Oliver stroked his face, inciting shivers all over Bram’s skin. “I can take you away.”
“Nobody can take me away from what pains me, I promise you that.”
Oliver’s lips met his. “I wish I could.”
“Make love to me, Oliver. Love me as you know me. As the person I am inside.”
Oliver shook his head. “I cannot ruin you. Eventually, you will make a promise to another man.”
“I will not. I shall take no husband when my heart belongs to you.”
“Then take me as your husband. Marry me.”
“I cannot.”
“Say the word, and I will build a world for you,” Oliver promised.
“There is no world for me.” I can’t promise you a lie. “I’m not a fairy tale, Oliver. All I’m asking is for a little happiness.”
Oliver nodded, climbing to his knees to undress. The scant moonlight filtering through the rafters of the hayloft didn’t afford Bram much of a view as he removed his own clothes, laying the soft fabric on the scratchy hay. Oliver lay him down again, nestling between his legs. Heat pooled inside him as Oliver kissed his worries away… as he bucked against Oliver’s strong body. Oliver reached a hand between them, deft fingers massaging Bram between his legs until he was slick and shaking. He wrapped his legs around Oliver’s waist as he sank deep inside his body.
“I will always be here,” Oliver whispered, his languid movements causing Bram to gasp and moan. “Buried so deep inside you, just as you are buried inside me, cradling my heart for all eternity.”
5
The Caterpillar & the Butterfly
Bram did have some good hiding places. The loose board in the room above the disused stable at the end of the garden was spacious enough for the scrap leather bag the stable hand left behind when Lord Hallam sold the last of his horses. In it, Bram stored clothes which had once belonged to his deceased brothers, though they were moth-eaten now and quite out of fashion. Every so often, he would smuggle them to a lock box at Brown’s Hotel, where he would sometimes take a room.
On days such as this, when he was forced to spend time with Aunt Felicity, the dowager duchess, Bram wore trousers beneath his day dress, waited for his aunt to drink herself to sleep, then abandoned her in a hotel lounge.
From there, he would check in at Brown’s as a butterfly, and emerge as a caterpillar never seen without a hat and scarf. There was a freedom in wearing his brother’s clothes that went beyond the ease with which a man could navigate the streets, museums, and parks unhindered.

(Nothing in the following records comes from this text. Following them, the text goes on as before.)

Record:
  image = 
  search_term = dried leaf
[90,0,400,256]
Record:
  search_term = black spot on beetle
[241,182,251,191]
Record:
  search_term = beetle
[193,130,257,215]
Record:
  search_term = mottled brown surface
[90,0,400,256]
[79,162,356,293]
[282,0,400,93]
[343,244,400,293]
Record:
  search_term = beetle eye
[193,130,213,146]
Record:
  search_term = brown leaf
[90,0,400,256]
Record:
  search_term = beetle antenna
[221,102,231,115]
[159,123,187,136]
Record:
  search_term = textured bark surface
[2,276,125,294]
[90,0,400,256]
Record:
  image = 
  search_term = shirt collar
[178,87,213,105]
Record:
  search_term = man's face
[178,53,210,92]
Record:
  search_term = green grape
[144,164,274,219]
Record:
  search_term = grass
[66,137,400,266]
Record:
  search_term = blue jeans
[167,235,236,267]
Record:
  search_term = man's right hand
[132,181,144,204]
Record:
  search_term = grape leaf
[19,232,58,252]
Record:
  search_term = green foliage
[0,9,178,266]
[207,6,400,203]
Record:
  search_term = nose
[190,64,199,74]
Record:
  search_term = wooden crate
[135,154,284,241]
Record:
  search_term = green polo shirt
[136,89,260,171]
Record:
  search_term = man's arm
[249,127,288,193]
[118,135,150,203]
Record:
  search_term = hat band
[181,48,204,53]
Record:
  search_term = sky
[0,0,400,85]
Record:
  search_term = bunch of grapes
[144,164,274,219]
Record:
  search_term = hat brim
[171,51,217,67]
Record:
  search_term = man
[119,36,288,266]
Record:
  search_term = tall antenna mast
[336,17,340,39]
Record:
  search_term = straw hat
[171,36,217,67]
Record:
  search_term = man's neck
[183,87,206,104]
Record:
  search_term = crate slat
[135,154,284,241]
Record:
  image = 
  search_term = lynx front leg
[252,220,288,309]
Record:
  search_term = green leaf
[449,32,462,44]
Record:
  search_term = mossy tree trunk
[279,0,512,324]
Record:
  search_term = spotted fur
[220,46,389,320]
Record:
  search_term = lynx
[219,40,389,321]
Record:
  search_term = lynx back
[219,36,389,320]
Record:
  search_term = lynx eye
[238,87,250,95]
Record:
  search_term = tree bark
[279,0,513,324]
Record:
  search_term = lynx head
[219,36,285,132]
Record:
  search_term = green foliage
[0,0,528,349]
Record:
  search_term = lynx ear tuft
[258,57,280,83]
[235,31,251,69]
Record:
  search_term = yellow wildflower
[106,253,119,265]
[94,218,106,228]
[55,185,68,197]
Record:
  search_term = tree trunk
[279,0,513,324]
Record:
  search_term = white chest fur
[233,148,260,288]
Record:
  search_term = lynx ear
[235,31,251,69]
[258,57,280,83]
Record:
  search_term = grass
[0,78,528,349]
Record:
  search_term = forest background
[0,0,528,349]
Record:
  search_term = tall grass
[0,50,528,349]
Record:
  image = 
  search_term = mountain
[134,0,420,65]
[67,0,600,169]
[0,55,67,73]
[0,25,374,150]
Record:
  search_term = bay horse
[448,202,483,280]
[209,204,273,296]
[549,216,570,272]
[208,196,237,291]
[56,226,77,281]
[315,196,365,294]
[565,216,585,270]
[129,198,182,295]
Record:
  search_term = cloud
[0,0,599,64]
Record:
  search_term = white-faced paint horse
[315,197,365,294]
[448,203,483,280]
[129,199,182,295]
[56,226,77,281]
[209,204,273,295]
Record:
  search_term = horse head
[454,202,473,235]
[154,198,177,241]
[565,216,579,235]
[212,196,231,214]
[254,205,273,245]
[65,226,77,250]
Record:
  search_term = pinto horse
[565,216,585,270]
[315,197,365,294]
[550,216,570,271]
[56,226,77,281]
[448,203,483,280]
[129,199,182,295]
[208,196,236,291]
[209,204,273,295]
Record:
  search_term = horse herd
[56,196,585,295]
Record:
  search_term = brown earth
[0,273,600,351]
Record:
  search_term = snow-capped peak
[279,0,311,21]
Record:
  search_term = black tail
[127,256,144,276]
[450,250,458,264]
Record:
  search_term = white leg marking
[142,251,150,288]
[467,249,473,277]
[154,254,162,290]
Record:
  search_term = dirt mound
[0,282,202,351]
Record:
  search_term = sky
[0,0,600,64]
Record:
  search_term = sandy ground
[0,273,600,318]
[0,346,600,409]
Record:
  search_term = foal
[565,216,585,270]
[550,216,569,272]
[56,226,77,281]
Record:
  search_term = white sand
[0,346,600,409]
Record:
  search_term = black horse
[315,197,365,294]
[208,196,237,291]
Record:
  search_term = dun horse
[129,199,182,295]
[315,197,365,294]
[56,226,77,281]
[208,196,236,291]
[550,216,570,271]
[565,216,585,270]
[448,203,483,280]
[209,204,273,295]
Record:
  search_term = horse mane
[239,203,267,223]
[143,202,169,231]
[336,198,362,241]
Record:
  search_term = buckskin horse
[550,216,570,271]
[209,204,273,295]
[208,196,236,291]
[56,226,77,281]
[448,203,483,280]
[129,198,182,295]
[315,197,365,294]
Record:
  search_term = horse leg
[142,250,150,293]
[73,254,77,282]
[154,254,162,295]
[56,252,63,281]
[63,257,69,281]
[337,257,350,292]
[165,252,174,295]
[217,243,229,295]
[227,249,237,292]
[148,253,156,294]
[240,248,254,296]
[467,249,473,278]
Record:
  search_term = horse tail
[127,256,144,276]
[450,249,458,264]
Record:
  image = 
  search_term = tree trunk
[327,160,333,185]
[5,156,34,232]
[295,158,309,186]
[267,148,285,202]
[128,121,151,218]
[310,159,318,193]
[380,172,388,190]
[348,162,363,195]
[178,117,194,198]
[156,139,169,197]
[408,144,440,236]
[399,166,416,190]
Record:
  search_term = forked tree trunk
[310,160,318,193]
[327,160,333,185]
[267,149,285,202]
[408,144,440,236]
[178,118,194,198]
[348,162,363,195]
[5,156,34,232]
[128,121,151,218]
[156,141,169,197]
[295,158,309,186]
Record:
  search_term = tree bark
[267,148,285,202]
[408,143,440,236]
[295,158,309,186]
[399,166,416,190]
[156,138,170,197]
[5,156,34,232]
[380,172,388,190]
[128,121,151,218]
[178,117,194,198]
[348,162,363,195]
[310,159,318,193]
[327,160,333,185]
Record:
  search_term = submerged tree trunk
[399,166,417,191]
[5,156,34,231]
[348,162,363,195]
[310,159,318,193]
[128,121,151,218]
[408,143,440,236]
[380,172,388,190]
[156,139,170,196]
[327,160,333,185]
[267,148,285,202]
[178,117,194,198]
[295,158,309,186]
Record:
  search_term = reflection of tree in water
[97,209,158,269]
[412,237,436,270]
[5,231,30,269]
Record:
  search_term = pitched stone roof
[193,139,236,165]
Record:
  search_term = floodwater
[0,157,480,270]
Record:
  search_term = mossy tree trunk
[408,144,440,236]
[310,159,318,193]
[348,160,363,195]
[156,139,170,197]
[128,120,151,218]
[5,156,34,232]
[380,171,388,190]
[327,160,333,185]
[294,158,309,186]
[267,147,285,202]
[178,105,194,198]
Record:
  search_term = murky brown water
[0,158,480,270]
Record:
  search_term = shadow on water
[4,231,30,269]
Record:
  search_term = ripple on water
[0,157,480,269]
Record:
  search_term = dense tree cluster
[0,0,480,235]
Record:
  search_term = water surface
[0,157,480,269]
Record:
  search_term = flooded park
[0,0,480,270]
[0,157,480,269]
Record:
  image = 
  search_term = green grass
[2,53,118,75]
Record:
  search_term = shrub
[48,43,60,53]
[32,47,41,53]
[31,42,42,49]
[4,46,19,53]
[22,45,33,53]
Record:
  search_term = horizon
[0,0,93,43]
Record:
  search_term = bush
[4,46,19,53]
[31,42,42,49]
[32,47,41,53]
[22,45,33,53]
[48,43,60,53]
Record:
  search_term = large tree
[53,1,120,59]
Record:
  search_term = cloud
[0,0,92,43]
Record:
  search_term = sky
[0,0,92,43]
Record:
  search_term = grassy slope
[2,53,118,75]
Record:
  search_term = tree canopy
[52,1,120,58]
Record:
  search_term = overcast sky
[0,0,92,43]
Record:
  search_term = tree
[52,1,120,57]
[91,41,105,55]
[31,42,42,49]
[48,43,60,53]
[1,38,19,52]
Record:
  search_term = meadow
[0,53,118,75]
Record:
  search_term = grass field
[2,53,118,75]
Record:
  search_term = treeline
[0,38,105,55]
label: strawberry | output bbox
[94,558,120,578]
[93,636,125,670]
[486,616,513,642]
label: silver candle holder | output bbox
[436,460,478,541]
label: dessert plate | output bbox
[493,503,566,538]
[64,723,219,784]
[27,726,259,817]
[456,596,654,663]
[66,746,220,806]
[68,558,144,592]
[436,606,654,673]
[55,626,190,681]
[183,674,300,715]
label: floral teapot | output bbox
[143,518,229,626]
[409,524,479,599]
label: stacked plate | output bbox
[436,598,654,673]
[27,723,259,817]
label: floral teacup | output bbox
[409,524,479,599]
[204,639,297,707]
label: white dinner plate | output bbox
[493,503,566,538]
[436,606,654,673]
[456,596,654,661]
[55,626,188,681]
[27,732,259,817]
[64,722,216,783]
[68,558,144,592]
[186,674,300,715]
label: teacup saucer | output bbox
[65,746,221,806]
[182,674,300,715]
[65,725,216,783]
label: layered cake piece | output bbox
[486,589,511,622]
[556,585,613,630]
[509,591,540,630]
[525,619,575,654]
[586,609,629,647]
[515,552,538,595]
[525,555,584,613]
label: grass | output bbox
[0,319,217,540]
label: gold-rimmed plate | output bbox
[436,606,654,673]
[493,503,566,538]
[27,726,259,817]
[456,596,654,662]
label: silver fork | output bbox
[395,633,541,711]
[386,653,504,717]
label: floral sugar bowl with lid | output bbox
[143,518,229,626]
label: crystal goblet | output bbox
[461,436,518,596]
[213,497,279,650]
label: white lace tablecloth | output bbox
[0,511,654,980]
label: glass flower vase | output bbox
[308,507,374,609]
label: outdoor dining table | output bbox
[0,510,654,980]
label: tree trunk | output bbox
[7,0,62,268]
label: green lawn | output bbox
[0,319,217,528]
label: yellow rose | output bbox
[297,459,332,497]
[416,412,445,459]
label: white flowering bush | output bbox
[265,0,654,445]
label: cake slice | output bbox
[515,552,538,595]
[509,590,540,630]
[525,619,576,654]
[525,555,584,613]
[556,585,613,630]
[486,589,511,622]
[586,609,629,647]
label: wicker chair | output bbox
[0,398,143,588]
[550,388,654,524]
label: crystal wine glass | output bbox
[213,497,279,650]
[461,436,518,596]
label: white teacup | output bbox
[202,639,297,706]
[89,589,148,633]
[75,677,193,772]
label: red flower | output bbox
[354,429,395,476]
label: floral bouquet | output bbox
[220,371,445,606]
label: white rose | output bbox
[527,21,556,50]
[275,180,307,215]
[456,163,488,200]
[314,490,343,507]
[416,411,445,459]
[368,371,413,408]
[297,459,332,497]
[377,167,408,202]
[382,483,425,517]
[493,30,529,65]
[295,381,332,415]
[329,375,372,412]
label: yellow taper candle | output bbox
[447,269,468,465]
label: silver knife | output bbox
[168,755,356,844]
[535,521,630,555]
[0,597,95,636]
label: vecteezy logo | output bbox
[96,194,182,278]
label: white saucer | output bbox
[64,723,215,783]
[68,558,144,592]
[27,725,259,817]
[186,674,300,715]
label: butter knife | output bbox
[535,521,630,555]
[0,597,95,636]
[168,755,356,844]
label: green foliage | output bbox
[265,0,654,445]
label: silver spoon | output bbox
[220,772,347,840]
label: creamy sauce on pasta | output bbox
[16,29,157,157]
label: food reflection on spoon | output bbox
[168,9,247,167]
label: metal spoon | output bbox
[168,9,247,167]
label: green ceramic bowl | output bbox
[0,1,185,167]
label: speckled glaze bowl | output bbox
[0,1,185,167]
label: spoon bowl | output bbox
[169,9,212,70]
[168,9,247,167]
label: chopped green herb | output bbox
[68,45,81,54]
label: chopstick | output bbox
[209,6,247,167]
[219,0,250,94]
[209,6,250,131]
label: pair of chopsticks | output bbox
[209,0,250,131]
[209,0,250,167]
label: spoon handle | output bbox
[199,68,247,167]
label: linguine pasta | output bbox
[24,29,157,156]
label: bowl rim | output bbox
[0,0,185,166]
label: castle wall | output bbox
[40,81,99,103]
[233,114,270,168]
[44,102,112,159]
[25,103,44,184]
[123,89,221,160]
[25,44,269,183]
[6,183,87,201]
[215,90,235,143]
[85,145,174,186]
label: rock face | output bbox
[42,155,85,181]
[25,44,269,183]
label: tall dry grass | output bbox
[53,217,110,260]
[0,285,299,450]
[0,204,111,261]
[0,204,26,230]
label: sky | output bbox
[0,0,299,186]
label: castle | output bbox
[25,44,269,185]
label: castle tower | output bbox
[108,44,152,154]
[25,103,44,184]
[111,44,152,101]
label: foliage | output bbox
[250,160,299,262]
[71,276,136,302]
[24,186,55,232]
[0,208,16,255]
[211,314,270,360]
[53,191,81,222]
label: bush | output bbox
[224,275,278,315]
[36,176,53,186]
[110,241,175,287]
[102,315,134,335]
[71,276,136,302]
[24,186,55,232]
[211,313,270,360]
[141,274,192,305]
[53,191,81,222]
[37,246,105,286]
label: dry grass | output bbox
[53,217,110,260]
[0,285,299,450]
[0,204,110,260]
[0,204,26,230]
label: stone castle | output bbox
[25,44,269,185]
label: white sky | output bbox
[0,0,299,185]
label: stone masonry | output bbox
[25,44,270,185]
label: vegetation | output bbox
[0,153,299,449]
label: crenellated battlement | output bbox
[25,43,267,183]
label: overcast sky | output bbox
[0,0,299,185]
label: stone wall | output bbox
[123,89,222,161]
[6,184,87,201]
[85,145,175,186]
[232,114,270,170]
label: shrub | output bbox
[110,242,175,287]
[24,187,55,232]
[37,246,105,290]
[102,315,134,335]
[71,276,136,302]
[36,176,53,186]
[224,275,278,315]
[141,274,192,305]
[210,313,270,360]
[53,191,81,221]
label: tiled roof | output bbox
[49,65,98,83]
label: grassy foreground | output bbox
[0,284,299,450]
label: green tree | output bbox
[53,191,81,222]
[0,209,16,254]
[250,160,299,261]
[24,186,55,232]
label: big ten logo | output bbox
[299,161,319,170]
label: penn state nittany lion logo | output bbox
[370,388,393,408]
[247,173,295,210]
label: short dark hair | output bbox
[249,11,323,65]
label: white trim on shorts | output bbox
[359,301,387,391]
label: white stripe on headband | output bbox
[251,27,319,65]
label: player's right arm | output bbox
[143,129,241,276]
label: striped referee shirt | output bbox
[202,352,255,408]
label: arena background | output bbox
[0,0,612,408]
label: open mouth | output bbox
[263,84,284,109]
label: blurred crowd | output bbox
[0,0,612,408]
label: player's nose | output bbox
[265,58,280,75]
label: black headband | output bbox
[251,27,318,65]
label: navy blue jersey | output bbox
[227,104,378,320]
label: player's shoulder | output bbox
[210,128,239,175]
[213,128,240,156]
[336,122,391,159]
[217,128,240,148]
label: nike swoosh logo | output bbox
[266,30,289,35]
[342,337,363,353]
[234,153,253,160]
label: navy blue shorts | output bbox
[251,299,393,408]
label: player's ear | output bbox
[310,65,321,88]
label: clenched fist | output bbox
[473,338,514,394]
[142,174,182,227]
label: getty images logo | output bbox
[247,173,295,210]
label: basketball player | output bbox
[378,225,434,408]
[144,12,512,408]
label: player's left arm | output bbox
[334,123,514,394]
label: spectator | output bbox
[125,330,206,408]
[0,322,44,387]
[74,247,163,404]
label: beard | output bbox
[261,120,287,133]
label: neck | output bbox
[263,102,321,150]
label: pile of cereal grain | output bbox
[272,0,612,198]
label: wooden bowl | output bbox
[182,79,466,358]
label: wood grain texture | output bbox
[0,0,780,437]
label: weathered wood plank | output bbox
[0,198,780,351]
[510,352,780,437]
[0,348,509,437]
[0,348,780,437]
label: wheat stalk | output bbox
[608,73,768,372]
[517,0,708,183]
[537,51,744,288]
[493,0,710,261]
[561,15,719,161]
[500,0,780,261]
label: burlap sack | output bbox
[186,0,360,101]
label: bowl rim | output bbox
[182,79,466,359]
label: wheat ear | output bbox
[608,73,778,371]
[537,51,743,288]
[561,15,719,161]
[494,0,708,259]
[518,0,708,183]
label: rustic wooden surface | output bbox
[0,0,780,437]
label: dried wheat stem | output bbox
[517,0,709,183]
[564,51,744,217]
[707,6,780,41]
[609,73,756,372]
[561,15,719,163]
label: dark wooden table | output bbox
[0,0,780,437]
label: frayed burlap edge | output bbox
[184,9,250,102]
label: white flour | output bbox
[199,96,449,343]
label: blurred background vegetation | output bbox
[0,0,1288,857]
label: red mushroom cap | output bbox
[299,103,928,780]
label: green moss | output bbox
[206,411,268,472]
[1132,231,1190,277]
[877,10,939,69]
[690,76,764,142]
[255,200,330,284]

He had watched an outdoor performance of A Midsummer Night’s Dream—from where he got his new surname—when he had an epiphany. The actress playing Helena, having shed her character to flirt with Bram, leaving him flustered and unable to speak without stammering, said to him, “When one spends their life on the stage, one forgets what is real, but I never forget a genuine smile, and yours is a dazzler, handsome.”
The joy and freedom to be himself had given him a smile he’d never managed at any social event his parents had dragged him to. It had taken Bram two years of wearing his youngest brother’s shoes—after all, Sebastian’s feet were the smallest of his three brothers—to realise that Bram was not the part he played.
He was not the caterpillar. She was.
Bram was the butterfly.
The caterpillar was so well-worn, like a favourite nightgown. Yet, Bram was tired of playing the part, of dancing with a smile, of curtseying and playing coy, of feigning interest in men old enough to be his father.
Bram would not have to marry a man twice his age. He would not have to be chaperoned by a drunk aunt, nor plotted against by his own father, nor scorned by his own mother. Bram could be his own man. If it were possible.
Was it? Was such a life possible?
Thinking of his friend, Armando, and his stories of taking his ward to London Zoo, Bram found himself wandering towards Regent’s Park. And who should he stumble upon but Armando’s ward, Cecilia, and… Oh dear… Mr Hazard.
“Bram, Bram,” Cecilia called, waving erratically, then running towards him when he froze. “I didn’t know you would be here.”
Only Armando knew of the tight skin he sometimes wore.